The first question requires Bayesian updating of priors to incorporate new data. If the priors are subjective, Bayesian analysis is “a code of consistency for the person applying it, not a system of predictions about the world around him” (Savage, 1972, p. 59, who nonetheless took personal probability as “the only probability concept essential to science,” p. 56). If the priors are objective, Bayesian updating is the tool of choice for secondary meta-analysis, and provides the machinery for a cumulative science. Had the astrophysicists cited by Youden (1972) incorporated priors in their final parameter estimates, there would have been less humor and more truth in the title of his article. Scientists wanting to know what to believe about claims—their own or others’—should respect prior information (Field, 2003). After Bayesian updating, *p*_{rep} provides an excellent prognostic.

Neyman and Pearson avoided the Bayesian implications of the first question by skipping to the second, asserting that a counsel to action carries no implications for belief (Neyman, 1960, p. 290). But an answer to the second question requires both efficient use of the data—not possible in their schema—and a payoff matrix. By providing the first, *p*_{rep} lays the groundwork of a decision theory for scientific inference.

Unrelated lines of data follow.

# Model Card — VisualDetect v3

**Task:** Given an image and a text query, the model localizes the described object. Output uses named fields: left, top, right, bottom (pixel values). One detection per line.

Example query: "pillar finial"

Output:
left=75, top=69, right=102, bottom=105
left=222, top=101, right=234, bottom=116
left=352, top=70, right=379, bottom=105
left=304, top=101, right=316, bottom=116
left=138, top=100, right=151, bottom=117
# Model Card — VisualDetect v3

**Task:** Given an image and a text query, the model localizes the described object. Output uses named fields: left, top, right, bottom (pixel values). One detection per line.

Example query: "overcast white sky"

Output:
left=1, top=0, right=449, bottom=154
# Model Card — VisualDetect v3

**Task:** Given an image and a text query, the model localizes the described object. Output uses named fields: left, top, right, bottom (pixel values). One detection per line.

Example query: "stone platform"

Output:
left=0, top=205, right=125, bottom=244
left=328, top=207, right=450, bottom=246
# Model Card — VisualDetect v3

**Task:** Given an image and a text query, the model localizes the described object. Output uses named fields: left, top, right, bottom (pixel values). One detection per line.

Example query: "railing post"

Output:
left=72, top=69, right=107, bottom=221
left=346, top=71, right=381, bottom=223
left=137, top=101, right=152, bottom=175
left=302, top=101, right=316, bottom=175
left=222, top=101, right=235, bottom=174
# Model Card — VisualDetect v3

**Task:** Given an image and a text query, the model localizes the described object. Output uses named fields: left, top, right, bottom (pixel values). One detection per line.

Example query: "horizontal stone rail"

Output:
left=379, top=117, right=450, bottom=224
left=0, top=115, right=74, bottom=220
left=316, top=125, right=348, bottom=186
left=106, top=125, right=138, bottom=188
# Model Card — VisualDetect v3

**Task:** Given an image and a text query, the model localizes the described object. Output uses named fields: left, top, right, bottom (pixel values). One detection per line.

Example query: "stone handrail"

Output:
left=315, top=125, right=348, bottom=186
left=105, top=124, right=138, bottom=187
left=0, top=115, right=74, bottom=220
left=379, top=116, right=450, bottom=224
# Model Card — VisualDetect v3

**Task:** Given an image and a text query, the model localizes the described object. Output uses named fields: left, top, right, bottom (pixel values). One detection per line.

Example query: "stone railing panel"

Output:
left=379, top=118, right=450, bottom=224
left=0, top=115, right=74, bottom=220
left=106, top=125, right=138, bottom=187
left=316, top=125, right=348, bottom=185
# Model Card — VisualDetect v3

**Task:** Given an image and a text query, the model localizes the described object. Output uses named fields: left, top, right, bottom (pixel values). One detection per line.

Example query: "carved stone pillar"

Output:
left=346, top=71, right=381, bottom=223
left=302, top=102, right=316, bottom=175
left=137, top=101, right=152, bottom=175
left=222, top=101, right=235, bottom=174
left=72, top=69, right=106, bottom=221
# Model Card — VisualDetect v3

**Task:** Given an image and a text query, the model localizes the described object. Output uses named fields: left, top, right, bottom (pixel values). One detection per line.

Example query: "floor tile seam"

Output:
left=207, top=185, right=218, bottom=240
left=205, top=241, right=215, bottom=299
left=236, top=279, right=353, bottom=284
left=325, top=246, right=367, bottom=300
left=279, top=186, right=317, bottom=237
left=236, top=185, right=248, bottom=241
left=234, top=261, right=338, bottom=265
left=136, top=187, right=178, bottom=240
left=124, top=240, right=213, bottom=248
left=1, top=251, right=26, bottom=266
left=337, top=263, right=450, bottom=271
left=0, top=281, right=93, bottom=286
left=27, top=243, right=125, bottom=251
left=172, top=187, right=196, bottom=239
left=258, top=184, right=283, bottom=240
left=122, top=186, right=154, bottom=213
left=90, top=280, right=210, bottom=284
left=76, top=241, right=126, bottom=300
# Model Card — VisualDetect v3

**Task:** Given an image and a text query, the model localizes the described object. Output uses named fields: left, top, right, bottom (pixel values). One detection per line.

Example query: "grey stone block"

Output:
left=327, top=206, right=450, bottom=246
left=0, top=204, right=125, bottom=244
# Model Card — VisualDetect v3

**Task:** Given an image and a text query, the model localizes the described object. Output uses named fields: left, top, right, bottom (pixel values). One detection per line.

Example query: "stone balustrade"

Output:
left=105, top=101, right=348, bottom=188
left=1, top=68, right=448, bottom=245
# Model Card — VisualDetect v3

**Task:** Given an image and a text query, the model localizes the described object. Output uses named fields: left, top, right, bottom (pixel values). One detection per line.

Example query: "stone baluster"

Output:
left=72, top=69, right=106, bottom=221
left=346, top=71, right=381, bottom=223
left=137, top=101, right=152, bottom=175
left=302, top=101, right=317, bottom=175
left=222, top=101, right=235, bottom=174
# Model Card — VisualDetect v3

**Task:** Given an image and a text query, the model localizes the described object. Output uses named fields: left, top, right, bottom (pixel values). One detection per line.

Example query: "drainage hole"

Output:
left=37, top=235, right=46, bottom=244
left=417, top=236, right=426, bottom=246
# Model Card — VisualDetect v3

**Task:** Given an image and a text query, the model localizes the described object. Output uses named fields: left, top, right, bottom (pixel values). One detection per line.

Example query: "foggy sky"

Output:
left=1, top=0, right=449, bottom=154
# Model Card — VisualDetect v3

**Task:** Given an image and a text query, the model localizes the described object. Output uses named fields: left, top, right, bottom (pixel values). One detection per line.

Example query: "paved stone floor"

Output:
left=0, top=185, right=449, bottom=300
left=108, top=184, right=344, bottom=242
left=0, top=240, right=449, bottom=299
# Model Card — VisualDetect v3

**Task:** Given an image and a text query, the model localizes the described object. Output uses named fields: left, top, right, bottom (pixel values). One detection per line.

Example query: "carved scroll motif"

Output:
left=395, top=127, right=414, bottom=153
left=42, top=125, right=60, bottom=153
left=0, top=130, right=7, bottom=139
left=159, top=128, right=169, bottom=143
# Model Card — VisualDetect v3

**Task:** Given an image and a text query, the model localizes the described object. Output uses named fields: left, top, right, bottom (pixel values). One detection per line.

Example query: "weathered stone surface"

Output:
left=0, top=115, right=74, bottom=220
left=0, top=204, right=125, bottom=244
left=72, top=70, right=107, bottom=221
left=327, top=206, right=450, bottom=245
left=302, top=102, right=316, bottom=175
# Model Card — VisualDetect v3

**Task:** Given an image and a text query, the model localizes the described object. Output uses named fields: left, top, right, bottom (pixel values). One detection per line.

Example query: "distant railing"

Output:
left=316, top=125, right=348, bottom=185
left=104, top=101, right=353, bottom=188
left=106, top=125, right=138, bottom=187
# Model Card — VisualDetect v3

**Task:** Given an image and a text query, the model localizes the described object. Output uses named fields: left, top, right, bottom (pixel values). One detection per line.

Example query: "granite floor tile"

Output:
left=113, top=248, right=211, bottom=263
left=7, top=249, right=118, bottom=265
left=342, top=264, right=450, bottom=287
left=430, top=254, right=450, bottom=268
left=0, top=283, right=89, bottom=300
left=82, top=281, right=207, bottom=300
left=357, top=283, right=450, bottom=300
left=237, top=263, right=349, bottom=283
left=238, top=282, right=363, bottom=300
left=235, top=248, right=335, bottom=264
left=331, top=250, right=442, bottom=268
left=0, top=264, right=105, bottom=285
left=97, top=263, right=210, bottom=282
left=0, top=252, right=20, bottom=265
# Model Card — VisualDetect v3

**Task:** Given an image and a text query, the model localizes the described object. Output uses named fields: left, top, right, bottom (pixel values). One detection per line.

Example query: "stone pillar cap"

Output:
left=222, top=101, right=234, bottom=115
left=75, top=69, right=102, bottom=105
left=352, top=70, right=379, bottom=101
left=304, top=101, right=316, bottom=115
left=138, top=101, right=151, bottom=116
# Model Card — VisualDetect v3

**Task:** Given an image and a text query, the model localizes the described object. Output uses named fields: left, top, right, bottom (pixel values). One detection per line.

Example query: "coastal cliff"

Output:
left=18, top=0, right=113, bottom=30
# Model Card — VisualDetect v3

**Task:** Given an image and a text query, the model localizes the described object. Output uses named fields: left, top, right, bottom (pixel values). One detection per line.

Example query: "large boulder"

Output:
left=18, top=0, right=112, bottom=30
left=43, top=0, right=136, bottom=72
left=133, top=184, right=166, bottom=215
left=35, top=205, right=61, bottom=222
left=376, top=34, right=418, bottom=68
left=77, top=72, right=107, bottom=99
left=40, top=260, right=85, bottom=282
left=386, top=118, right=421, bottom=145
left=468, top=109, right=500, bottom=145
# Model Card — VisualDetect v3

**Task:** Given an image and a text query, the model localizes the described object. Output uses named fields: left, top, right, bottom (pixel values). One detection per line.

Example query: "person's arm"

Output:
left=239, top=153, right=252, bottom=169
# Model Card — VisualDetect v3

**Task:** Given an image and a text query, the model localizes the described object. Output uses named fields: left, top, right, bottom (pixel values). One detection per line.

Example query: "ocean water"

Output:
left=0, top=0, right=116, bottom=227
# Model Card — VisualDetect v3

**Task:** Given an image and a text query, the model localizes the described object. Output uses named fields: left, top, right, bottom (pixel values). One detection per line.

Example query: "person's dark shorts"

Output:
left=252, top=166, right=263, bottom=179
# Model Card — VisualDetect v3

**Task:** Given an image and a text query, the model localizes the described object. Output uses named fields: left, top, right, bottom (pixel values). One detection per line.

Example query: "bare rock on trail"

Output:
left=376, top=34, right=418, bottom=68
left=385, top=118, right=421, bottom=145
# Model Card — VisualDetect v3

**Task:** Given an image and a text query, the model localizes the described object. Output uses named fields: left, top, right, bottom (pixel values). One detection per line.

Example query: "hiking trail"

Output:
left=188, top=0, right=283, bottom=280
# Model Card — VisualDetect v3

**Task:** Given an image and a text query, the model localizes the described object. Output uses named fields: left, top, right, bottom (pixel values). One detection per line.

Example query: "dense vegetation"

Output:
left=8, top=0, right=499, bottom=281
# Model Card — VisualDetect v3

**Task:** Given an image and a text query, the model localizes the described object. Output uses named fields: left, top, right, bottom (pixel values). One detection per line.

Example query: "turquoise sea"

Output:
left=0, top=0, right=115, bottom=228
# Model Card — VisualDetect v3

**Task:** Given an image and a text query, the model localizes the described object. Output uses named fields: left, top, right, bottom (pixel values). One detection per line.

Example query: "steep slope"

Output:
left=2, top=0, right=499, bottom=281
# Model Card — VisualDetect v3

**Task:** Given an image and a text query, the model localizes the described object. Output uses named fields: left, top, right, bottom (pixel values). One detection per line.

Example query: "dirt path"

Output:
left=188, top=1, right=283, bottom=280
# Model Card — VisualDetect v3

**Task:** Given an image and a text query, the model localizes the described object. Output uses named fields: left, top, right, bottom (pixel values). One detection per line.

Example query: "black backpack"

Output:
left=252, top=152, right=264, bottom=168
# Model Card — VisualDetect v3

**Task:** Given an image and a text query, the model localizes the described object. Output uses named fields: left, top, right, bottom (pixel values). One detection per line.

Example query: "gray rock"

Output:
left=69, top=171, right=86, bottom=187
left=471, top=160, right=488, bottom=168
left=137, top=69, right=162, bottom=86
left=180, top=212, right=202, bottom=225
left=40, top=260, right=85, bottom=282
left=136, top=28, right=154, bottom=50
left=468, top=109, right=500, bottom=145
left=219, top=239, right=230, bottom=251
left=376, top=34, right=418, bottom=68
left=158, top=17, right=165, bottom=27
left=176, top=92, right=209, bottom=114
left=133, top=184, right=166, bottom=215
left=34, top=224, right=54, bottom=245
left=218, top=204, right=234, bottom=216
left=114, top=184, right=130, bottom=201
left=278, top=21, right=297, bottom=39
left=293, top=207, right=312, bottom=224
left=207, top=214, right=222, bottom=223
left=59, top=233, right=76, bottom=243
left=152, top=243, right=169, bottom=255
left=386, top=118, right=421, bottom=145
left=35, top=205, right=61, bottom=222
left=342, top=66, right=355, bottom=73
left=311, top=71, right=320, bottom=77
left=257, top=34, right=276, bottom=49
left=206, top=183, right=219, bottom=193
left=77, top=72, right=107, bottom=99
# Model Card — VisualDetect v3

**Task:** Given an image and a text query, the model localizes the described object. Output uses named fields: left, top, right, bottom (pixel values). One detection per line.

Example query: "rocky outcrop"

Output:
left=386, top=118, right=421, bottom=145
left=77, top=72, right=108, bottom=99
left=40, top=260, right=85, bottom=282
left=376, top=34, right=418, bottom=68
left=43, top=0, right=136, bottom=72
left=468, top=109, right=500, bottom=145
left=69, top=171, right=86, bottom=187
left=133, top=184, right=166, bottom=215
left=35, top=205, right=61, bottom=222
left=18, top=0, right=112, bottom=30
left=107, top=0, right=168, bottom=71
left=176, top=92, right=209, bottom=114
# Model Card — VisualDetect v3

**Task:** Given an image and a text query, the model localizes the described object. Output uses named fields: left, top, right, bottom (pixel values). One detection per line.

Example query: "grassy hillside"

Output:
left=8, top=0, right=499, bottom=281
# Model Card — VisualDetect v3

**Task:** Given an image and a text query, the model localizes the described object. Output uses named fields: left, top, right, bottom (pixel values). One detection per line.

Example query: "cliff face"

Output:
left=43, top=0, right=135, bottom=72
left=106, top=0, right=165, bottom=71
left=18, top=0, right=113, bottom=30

The standard answer to the third question is that results should be evaluated by classifying them as either significant or nonsignificant. But this approach “is an impoverished, potentially misleading way to describe evidence” (Dixon, 2003, p. 200; J.E. Hunter, 1997). Given the typical case of a composite alternative hypothesis (e.g., “not the null”), *p*_{rep} predicts the probability that replications will provide evidence supporting the original effect. Given well-defined alternative hypotheses, likelihood analysis (Royall, 1997), corrected for bias (Forster & Sober, 2004), estimates the strength of evidence favoring the alternatives. If additional statistical evaluation is wanted, randomization of the constituent log likelihoods will provide empirical sampling distributions from which *p*_{rep} may be inferred. In either case, priors “can obfuscate formal tests by including information not specifically contained within the experiment itself” (Maurer, 2004, p. 17); they flavor the evidence with the idiosyncratic taste of the evaluator. Flat (uninformative) priors provide the level playing field necessary for unbiased evaluation. After evidence passes a filter such as *p*_{rep}, it may be weighted and added to the canon. Belief is best constructed from independently established facts, composed with an eye to their cumulating effect.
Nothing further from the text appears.